What to actually build
Split detection from decision. Treat finding sensitive data as one job (“what and where”) and authorization as a separate runtime decision (“reveal, mask, tokenize, or block, given this agent, task, tool, and user”). Mixing them is the original DLP mistake.
Make the control point inline and independent of the agent. Put it in the path between users, agents, LLMs, tools, and MCP servers, with enough context to decide: caller, agent, task, destination tool. Do not let agents be the only enforcers over their own untrusted input.

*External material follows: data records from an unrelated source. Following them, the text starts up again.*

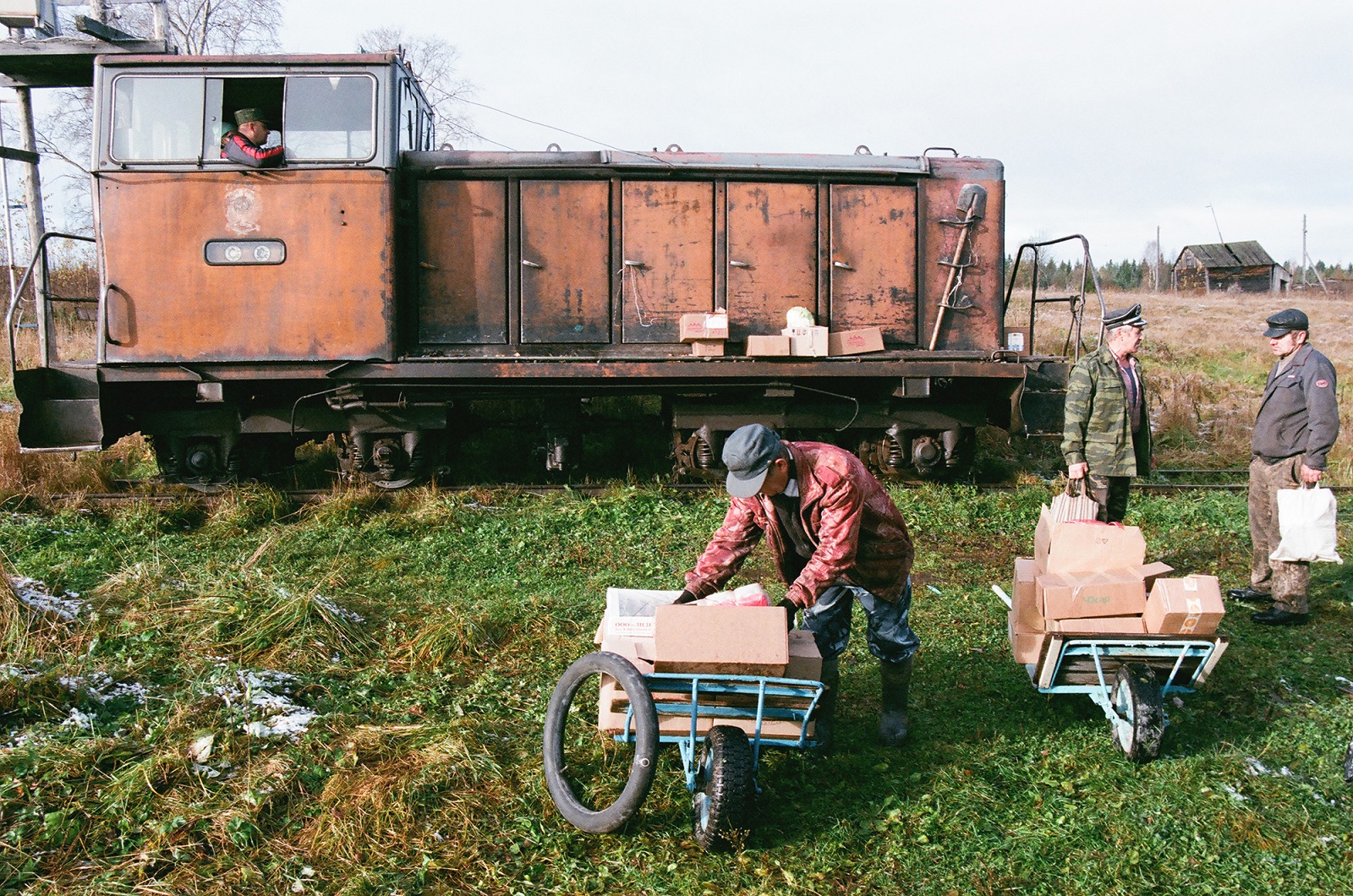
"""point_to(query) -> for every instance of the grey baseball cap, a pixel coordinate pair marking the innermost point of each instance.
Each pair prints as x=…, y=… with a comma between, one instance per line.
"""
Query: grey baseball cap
x=748, y=454
x=1285, y=321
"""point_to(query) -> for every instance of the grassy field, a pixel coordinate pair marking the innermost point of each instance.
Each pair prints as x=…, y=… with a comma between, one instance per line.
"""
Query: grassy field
x=348, y=697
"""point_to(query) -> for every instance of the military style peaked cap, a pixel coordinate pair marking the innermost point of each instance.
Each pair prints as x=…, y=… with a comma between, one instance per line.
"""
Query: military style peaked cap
x=1125, y=317
x=1285, y=321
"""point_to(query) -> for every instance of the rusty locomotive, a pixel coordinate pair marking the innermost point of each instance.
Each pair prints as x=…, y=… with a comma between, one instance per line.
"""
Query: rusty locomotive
x=378, y=290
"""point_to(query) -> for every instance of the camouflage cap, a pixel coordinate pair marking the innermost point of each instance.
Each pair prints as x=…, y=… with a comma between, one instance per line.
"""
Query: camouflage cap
x=1285, y=321
x=1125, y=317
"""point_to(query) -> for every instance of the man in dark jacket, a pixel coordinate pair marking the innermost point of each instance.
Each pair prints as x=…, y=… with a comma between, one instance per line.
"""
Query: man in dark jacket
x=838, y=539
x=1294, y=432
x=245, y=144
x=1107, y=436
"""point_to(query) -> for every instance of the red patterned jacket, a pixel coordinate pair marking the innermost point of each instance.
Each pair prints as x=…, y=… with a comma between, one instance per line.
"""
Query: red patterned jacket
x=857, y=531
x=238, y=148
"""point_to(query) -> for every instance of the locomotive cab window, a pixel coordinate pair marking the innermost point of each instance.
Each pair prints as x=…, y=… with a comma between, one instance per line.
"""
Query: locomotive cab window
x=183, y=118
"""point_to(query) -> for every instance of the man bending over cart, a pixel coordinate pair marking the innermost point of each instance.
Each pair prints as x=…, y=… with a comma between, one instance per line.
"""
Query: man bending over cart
x=836, y=538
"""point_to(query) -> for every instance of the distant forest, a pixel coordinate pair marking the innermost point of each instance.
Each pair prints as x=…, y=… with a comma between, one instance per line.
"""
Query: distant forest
x=1134, y=275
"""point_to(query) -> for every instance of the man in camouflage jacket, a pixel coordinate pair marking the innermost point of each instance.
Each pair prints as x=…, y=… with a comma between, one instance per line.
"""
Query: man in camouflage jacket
x=1107, y=436
x=838, y=539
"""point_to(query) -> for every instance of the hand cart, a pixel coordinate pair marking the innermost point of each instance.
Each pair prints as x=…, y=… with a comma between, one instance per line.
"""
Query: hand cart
x=1129, y=677
x=599, y=774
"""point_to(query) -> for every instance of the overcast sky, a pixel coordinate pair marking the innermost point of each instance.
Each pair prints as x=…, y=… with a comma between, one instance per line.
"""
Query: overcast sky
x=1111, y=118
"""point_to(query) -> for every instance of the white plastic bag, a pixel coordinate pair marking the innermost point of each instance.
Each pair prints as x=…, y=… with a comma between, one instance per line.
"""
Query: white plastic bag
x=1306, y=526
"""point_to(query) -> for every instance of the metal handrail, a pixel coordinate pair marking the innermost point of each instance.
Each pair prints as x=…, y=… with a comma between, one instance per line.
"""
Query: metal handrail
x=1088, y=271
x=24, y=281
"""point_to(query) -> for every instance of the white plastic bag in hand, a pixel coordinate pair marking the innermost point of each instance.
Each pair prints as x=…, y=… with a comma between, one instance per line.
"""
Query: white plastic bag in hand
x=1306, y=526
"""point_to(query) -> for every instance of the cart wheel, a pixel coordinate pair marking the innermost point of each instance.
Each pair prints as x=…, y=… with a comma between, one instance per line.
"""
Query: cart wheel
x=1138, y=700
x=723, y=787
x=597, y=781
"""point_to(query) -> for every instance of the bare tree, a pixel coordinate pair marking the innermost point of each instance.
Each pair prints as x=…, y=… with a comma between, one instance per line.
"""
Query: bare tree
x=435, y=63
x=213, y=26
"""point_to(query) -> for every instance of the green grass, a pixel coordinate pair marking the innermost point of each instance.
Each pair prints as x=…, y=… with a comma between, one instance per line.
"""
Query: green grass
x=424, y=632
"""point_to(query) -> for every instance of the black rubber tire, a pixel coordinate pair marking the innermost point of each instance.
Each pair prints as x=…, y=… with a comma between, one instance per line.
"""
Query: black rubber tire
x=639, y=779
x=724, y=788
x=1137, y=697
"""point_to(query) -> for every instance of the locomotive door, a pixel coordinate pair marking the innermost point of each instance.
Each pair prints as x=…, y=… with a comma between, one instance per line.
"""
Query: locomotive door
x=463, y=261
x=667, y=268
x=873, y=274
x=565, y=261
x=771, y=254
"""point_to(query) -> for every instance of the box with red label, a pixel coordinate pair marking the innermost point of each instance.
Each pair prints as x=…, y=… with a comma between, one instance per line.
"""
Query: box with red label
x=1086, y=546
x=704, y=325
x=869, y=339
x=1102, y=593
x=1190, y=605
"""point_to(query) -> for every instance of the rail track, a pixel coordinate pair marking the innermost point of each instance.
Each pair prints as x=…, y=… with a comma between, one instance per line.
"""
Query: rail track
x=152, y=492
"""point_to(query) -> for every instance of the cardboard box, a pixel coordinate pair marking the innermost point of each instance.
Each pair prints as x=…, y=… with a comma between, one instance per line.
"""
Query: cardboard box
x=1027, y=647
x=707, y=348
x=1190, y=605
x=869, y=339
x=629, y=610
x=1025, y=596
x=1102, y=593
x=768, y=347
x=1099, y=626
x=704, y=325
x=804, y=659
x=737, y=641
x=1086, y=546
x=807, y=341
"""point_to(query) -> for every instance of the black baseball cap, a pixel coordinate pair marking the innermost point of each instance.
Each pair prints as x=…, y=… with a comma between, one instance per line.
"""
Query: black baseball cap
x=1125, y=317
x=1285, y=321
x=748, y=454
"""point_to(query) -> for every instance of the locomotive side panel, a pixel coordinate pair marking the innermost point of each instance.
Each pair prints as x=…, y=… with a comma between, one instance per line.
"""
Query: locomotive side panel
x=194, y=274
x=463, y=261
x=771, y=254
x=565, y=261
x=873, y=260
x=669, y=256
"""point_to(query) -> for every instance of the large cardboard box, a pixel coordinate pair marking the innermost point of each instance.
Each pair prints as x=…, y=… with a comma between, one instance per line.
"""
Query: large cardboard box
x=807, y=341
x=707, y=348
x=1025, y=596
x=1026, y=646
x=704, y=325
x=1190, y=605
x=629, y=610
x=1114, y=592
x=869, y=339
x=768, y=347
x=1086, y=546
x=1099, y=626
x=737, y=641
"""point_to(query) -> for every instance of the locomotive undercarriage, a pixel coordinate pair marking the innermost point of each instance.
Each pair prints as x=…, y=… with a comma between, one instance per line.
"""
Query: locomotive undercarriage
x=392, y=436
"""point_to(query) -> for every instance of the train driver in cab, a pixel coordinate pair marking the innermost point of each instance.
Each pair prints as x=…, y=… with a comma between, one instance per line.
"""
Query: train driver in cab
x=245, y=142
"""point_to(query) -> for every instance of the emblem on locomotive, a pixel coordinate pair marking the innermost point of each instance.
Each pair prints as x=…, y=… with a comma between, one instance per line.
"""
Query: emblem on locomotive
x=243, y=210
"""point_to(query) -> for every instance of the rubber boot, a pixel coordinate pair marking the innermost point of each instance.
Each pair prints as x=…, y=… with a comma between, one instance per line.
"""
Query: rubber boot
x=824, y=715
x=892, y=723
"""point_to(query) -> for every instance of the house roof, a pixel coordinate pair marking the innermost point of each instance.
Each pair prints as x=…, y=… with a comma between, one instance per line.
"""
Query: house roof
x=1229, y=254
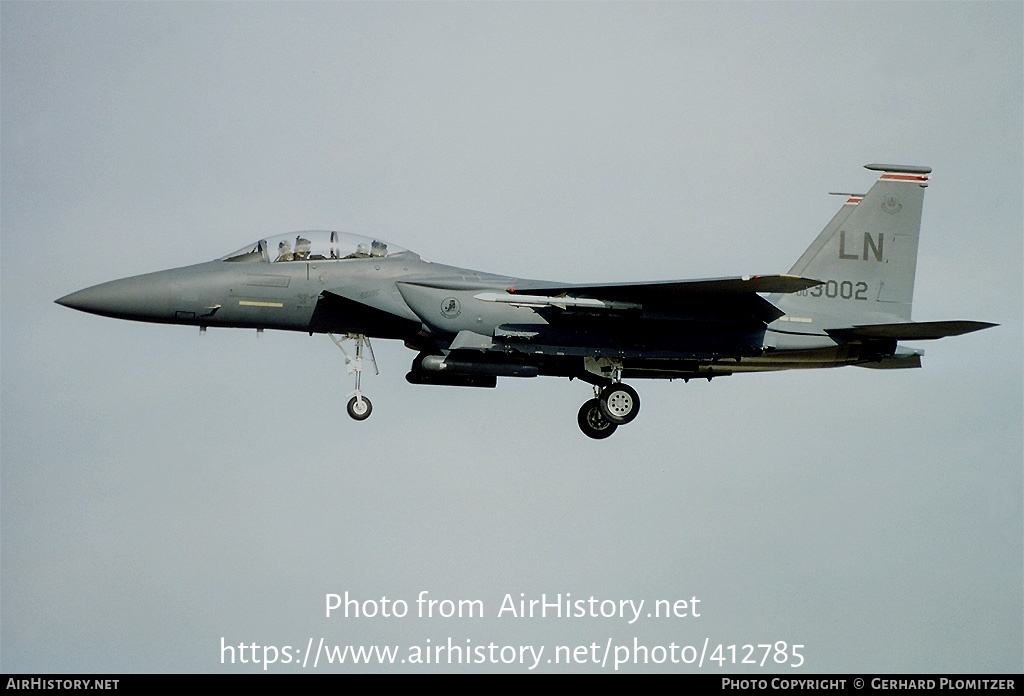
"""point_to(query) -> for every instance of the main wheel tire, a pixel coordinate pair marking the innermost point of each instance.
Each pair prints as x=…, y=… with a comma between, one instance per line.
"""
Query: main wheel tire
x=359, y=410
x=593, y=423
x=620, y=403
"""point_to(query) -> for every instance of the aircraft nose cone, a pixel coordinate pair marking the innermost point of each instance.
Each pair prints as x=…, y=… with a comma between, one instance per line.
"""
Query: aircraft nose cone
x=141, y=297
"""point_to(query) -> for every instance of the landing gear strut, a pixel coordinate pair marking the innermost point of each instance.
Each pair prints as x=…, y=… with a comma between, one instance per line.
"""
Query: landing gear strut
x=358, y=406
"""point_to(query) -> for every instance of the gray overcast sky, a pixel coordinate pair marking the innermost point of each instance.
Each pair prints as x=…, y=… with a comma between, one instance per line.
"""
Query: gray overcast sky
x=162, y=491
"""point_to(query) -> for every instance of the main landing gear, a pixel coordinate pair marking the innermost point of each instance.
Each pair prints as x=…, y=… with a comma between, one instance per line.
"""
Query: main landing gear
x=614, y=405
x=358, y=406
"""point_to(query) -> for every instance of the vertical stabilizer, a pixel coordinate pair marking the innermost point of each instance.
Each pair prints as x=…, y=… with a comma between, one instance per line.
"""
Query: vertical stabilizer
x=866, y=256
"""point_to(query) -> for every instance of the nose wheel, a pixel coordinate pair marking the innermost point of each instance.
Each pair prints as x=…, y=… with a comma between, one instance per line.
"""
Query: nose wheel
x=358, y=406
x=615, y=405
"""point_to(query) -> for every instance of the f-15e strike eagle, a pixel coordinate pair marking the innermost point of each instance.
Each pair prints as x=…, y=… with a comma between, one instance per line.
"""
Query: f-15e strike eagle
x=846, y=302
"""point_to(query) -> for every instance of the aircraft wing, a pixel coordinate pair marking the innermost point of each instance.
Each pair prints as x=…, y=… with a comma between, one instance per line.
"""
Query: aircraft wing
x=912, y=331
x=666, y=290
x=729, y=298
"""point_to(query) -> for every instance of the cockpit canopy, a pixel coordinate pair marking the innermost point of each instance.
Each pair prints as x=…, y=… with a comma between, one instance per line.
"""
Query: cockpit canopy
x=314, y=245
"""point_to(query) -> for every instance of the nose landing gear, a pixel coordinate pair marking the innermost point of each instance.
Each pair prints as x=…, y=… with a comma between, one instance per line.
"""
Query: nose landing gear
x=358, y=406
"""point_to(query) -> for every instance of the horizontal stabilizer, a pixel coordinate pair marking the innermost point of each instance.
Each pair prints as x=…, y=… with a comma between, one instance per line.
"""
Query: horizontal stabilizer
x=914, y=331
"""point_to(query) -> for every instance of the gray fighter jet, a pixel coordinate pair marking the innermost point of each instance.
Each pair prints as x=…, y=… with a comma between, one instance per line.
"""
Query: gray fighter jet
x=846, y=302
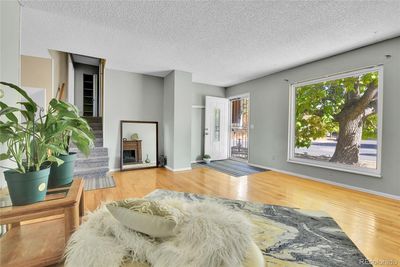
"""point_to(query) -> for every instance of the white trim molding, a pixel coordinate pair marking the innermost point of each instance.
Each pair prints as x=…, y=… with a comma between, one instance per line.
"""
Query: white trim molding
x=373, y=192
x=177, y=170
x=330, y=165
x=198, y=106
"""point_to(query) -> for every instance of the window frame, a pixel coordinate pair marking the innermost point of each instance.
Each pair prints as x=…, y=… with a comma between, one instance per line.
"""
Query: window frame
x=329, y=165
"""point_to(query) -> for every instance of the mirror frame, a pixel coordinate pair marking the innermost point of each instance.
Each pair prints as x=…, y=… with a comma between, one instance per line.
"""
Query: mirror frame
x=121, y=144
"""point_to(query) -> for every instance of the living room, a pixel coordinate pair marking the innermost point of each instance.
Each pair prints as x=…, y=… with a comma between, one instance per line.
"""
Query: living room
x=280, y=116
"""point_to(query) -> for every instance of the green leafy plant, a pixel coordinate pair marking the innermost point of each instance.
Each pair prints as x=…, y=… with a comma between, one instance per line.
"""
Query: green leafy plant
x=35, y=142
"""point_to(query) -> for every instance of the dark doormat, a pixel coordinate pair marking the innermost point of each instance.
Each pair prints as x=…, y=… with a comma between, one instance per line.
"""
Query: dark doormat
x=230, y=167
x=99, y=183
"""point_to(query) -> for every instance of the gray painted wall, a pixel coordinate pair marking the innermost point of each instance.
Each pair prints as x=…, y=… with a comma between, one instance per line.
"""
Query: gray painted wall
x=81, y=69
x=10, y=64
x=130, y=96
x=198, y=99
x=269, y=106
x=182, y=119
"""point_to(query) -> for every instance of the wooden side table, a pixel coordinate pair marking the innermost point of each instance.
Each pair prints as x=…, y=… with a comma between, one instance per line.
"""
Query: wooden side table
x=41, y=243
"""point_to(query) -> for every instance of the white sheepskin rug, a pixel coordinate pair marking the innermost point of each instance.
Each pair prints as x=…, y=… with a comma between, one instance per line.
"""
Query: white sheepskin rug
x=210, y=235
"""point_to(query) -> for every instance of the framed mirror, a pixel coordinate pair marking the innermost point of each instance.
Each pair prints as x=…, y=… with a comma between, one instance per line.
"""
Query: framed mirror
x=139, y=145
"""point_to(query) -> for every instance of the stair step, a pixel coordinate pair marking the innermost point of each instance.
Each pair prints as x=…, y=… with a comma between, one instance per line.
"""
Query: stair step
x=96, y=152
x=98, y=142
x=90, y=162
x=91, y=172
x=98, y=133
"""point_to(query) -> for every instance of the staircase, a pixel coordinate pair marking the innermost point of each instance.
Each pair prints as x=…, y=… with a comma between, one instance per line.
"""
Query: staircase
x=96, y=165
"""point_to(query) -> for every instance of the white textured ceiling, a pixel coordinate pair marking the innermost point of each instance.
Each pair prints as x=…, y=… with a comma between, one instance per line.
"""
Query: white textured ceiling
x=221, y=43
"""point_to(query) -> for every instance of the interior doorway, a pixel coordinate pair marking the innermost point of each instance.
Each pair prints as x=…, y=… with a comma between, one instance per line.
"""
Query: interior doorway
x=239, y=127
x=216, y=128
x=88, y=85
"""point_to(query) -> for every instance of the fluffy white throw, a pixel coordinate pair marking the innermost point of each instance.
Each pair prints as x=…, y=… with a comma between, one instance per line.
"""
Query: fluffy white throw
x=210, y=235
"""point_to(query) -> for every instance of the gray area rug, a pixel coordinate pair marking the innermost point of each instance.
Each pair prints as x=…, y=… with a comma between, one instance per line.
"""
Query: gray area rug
x=99, y=183
x=287, y=236
x=230, y=167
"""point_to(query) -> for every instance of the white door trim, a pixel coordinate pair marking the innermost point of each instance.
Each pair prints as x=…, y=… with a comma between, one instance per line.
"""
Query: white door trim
x=230, y=126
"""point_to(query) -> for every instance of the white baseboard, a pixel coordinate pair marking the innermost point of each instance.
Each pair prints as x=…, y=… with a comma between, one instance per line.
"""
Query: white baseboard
x=396, y=197
x=177, y=170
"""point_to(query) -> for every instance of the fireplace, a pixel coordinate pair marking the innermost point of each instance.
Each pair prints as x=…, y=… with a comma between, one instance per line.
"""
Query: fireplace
x=132, y=151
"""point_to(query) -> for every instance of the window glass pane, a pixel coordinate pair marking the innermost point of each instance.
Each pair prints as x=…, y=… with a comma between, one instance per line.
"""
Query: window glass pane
x=336, y=121
x=217, y=128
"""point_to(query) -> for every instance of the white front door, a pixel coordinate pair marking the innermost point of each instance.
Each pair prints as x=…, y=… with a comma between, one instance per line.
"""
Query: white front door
x=216, y=128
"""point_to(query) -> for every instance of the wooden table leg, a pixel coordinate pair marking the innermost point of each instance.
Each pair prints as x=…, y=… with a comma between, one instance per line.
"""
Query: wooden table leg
x=82, y=205
x=71, y=217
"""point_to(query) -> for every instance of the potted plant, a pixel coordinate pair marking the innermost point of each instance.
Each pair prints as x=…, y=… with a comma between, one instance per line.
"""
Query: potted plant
x=64, y=126
x=28, y=148
x=207, y=158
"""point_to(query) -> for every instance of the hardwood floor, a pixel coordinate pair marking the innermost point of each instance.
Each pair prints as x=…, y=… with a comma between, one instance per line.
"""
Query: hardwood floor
x=372, y=222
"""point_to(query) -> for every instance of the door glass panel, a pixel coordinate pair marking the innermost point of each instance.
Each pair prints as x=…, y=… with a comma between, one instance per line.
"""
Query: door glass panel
x=217, y=126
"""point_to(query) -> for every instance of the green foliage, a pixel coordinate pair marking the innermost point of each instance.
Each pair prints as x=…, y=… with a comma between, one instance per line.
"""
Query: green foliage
x=318, y=104
x=370, y=127
x=34, y=143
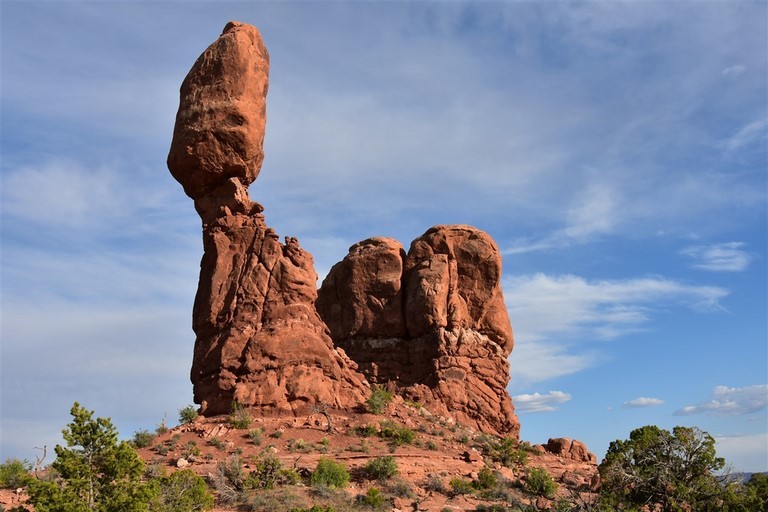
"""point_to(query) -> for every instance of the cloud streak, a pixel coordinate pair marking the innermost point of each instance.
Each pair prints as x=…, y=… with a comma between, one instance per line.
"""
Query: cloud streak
x=727, y=401
x=537, y=402
x=725, y=257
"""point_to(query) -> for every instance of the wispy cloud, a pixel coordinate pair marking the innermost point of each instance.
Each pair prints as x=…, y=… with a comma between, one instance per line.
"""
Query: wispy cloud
x=748, y=452
x=537, y=402
x=725, y=257
x=753, y=132
x=642, y=401
x=549, y=311
x=728, y=401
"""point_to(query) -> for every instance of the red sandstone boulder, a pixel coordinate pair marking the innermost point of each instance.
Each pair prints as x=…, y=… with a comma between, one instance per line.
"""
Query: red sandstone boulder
x=431, y=326
x=219, y=130
x=260, y=341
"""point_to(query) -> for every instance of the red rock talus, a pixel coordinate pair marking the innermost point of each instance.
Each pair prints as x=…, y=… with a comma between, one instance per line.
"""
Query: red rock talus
x=260, y=341
x=438, y=332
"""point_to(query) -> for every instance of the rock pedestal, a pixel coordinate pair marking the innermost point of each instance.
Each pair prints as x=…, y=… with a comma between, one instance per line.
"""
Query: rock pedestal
x=260, y=341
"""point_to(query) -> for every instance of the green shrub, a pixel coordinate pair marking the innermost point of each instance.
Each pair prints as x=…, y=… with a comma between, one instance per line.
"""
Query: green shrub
x=191, y=450
x=395, y=433
x=14, y=473
x=364, y=431
x=142, y=439
x=381, y=468
x=373, y=498
x=256, y=436
x=187, y=414
x=508, y=452
x=183, y=491
x=378, y=400
x=460, y=486
x=540, y=483
x=330, y=474
x=239, y=417
x=486, y=479
x=216, y=443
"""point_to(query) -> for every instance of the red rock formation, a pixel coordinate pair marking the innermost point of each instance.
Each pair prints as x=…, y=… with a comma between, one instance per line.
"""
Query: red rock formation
x=260, y=341
x=431, y=325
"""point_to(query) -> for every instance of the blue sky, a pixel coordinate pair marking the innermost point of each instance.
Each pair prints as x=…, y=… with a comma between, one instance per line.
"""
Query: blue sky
x=617, y=153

Default to context-preserving transformation, not removal. Prefer format-preserving tokens and steady stand-ins so agents keep working. Save hard blocking for cases where no safe transform exists.
Treat reveal as the special, audited move. Masking is the cheap default. Unmasking is the sensitive act: scope it to the one tool call and task that needs it, and log every reveal with who, what, why, and when. The next post in this series is all about why safe unmasking, not masking, is the hard part.
Make the whole thing auditable by design. Every decision (what was found, masked, or revealed, for which agent and task) should leave a record. In agentic systems that trail is also your debugger and your incident-response base, not just a compliance checkbox.
Protecto is one example of this layer: it sits in the runtime path and makes per-hop detection, masking, tokenization, and reveal decisions from context. The point is the shape, not the product: a context-aware, inline, agent-independent decision point. You could build the pattern yourself. What you cannot do is get there by tuning a classic DLP rule set.